Rocketman (Dexter Fletcher, 2019)
I confess to not paying that much attention to Reginald Dwight — although there was no escaping his persecution by The Sun when he sued or his Diana anthem and he cowrote with Tom Robinson — oh and he had those photos at t’Tate. Although, curiously, I’ve always enjoyed his songs when I’ve heard them. I knew the brief outline of his life story and …
Well, I also confess to having something in my eye when seeing the trailer for this biopic — which is produced by his husband and promised to be a warts and all portrait in the way that I gather Bohemian Rhapsody (Bryan Singer, but completed by Fletcher, 2018) wasn’t — and so I was intrigued to have this as a Plan B for a Bank Holiday Monday when rewatching Harald Sohlberg was impractical.
Whilst it is a wild ride from beginning to end, it is curious that its weaknesses are its strengths and vice versa. Mr Dwight being still with us, we can’t go the Citizen Kane route and have his life examined by a journalist (and Todd Haynes already did that in Velvet Goldmine for a Bowie-esque glamstar). So we have John at rock (ahem) bottom, storming into a what-have-you-got-anonymous session chaired (I see later) by Sharon D. Clarke from Caroline. So he can tell us where it all started, where it all went wrong…

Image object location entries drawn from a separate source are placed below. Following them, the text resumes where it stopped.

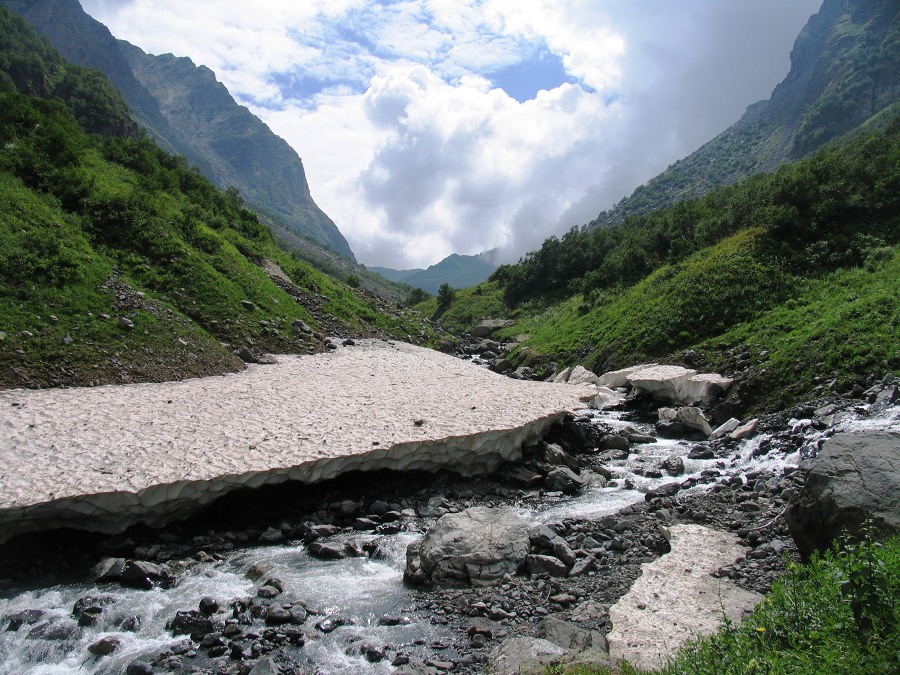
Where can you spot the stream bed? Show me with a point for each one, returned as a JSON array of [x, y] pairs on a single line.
[[362, 618]]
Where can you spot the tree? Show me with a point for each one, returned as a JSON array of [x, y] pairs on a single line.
[[446, 295]]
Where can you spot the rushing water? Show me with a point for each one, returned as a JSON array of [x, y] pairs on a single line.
[[362, 590]]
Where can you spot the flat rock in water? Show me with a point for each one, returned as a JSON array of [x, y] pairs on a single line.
[[479, 544], [853, 476]]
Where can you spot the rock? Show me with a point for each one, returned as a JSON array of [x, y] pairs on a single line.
[[571, 637], [208, 605], [488, 327], [265, 667], [327, 551], [674, 384], [524, 654], [854, 476], [701, 452], [109, 569], [331, 623], [614, 442], [674, 465], [299, 326], [105, 646], [583, 566], [744, 431], [581, 375], [277, 615], [693, 418], [563, 479], [725, 429], [663, 491], [190, 622], [271, 536], [26, 617], [477, 545], [139, 668], [546, 564], [144, 575], [605, 398]]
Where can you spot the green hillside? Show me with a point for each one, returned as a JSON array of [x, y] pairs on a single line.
[[187, 111], [843, 80], [787, 280], [119, 262]]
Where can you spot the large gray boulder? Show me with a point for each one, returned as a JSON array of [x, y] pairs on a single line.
[[520, 655], [478, 545], [488, 327], [854, 476]]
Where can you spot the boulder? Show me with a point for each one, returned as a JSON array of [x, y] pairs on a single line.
[[488, 327], [563, 479], [854, 476], [478, 545], [546, 564], [570, 636], [524, 654], [669, 384], [581, 375]]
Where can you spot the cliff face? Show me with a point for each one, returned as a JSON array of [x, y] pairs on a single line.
[[186, 111], [844, 77]]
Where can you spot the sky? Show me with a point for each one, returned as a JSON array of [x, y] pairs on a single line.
[[431, 127]]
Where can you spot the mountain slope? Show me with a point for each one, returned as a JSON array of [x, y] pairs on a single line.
[[121, 263], [460, 271], [845, 74], [188, 112]]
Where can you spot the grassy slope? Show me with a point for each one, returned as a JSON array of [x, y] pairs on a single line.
[[838, 614], [798, 269], [121, 229]]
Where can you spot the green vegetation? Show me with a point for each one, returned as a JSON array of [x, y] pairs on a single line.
[[798, 267], [119, 262], [838, 614]]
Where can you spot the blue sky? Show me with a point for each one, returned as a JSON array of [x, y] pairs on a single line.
[[430, 127]]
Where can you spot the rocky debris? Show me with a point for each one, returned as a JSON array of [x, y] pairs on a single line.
[[563, 479], [852, 478], [488, 327], [524, 654], [690, 417], [105, 646], [478, 545], [668, 384]]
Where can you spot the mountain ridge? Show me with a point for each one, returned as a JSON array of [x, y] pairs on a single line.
[[847, 49], [278, 191], [457, 270]]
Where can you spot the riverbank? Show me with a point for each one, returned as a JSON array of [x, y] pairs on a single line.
[[335, 550], [105, 458]]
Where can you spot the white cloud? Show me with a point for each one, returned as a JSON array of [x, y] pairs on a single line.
[[413, 151]]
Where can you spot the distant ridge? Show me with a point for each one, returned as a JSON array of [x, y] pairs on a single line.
[[844, 77], [460, 271], [186, 111]]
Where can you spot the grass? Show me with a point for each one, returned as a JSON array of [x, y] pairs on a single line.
[[805, 333], [840, 613]]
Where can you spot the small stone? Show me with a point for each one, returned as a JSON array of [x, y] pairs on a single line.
[[106, 646]]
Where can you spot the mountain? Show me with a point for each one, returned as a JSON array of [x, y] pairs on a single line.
[[186, 111], [460, 271], [844, 77], [119, 262]]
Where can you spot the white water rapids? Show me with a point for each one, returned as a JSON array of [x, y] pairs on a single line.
[[360, 589]]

Yet, it works. We have a disjunction between what he tells us and what he sees — as he is inevitably still in denial. And the songs tell the story.
It is barely two songs in before you can imagine this as a jukebox musical on Shaftsbury Avenue — and Lee Hall could do it, having done Billy Elliott the Musical, with Elton John. This is not to demean the film — but it would be a helluva of spectacle and Fletcher directs with one in the eye for Absolute Beginners and Moulin Rouge. That Matthew Vaughan is a producer did not surprise.
But there’s an itch about the songs — as famously Elton “just” writes the music.
Bernie Taupin writes the words.
Taupin’s intentions become John’s, but it is hardly that Taupin has been sending John coded biographical notes all these years. Is it that with so many songs you can find one that fits? That we fill in the meanings?
It’s not, of course, that Taron Egerton sings all the words as John — sometimes it moves between him and others, this are not just covers.
Egerton is stunning — I was able to suspend disbelief that it wasn’t John, but of course the performativity of the subject helps. Is this the real John? Prior to rehab, presumably he doesn’t know. As I say, I don’t know the originals well enough to judge, but listing to the soundtrack album Egerton passes. As the film progresses, he fills out, his skin deteriorates and you have to remind yourself that he’s not going to die…
Then we close — before a video recreation and the inevitable actor/original photos and the what they did next captions — with the Moment of Judgment which one suspects is redemption. There’s a coming together that reminded me of envois of plays by Miller and Bennett — sequences that work on stage but not on pixels I fear. It also reminds me of the climax of that other rock biopic, The Wall.
But you have to have a heart of stone not to well up and it turns out I don’t.